Pope also issued Williams a warning in April 2015 after Williams twice failed to provide Pope with advance notice that he would be absent from work. Williams contends that employees are only required to obtain pre-approval for absences "if at all possible," and that it was not possible for Williams to obtain pre-approval on one of the occasions "because Williams reported to the job site as scheduled." Resp. 5, ECF No. 102. Within a couple of weeks of when Williams received the warning for failing to obtain pre-approvals for his absences, Alex Luna, a non-African American assistant manager of the Wabash facility, was not disciplined when he failed to obtain pre-approval for an absence. Luna was later promoted to a Store Manager position.
Williams also contends that he worked at Extra Space for fifteen years and exceeded performance expectations but was never promoted above Store Manager even though he applied several times for higher-level managerial positions. Those positions were instead given to non-African American co-workers with less experience than Williams. The most recent occasion when Williams applied for a promotion, however, was in 2012.

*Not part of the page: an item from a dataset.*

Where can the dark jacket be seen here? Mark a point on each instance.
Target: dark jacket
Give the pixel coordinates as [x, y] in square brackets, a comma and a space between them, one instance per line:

In December 2015, Williams filed a Charge of Discrimination against Extra Space with the Equal Employment Opportunity Commission alleging that Extra Space discriminated against him because of his race and age by terminating him, and that it discriminated against him because of his race by disciplining him for taking a sick day. DSOF ¶ 4, Ex. 1, Williams Dep., Ex. 23, Charge of Discrimination, ECF No. 93-2. After receiving a right-to-sue letter, Williams filed suit alleging race and age discrimination in violation of Title VII of the Civil Rights Act of 1964. He has since abandoned his age discrimination claim. DSOF ¶ 5; Pl.'s Mot. to Voluntarily Dismiss Count II, ECF No. 21; Docket Entry Granting Dismissal, ECF No. 23. Extra Space now moves for summary judgment as to Williams' claim of race discrimination.
DISCUSSION
I. Standard
Title VII of the Civil Rights Act of 1964 makes it unlawful for an employer "to fail or refuse to hire or to discharge any individual, or otherwise to discriminate against any individual with respect to his compensation, terms, conditions, or privileges of employment, because of such individual's race . . . ." 42 U.S.C. § 2000e-2(a)(1). To succeed on his Title VII claim, Williams must show that "[1] he is a member of a class protected by the statute, [2] that he has been the subject of some form of adverse employment action (or that he has been subjected to a hostile work environment), and [3] that the employer took this adverse action on account of [his] membership in the protected class." Abrego v. Wilkie, 907 F.3d 1004, 1012 (7th Cir. 2018) (citation omitted). Williams has not advanced a hostile work environment theory of relief. The parties do not dispute that Williams is an African American and therefore a member of a protected class, nor do they dispute that Williams' September 2015 discharge qualifies as an adverse employment action.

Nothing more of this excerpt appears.